I wrote the small program below that sums the content of all the elements in an long array and puts the result in the last element of the array. The algorithms was implemented both using Fork/Join and without and the time taken was compared to confirm the performance advantage of fork/join. Surprisingly the fork/join took much longer.
Can someone understand and explain to me why did this happen?
In line 24, I am using an AtomicLongArray, however I also tried using normal Java addition in a synchronized block which took less time, but still more than the normal way. In the latter case I had to use a synchronized block, as without it the result was inconsistent and incorrect due to thread interference.

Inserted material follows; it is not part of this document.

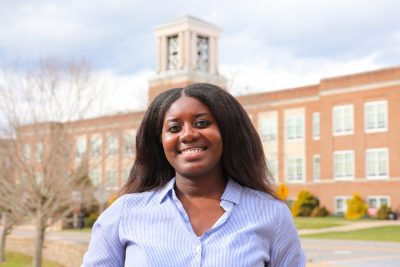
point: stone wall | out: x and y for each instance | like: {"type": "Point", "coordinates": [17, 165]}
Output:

There are so many reasons that it is best to start here: The Calamity
The F/J framework needs to "warm up." There have been discussions about this on the concurrency-interest list. The framework was designed for compiled code. So it takes a while for the JIT compiler to perform.
Then there is the work-stealing problem. All forked tasks go into one deque and all the threads have to go looking for work. SLOW. This is one reason your simple code works faster.
Unnecessary synchronization slows that down.
In each task (which needs to be RecursiveTask not RecursiveAction) compute sum from start to end to local variable (using values from join()ed sub-tasks) and return that as result of the task. Set the last element only at the very end (using result of main task).
But since simple sum of an array is more limited by memory speed than computing power, parallel algorithm won't be faster than simple loop.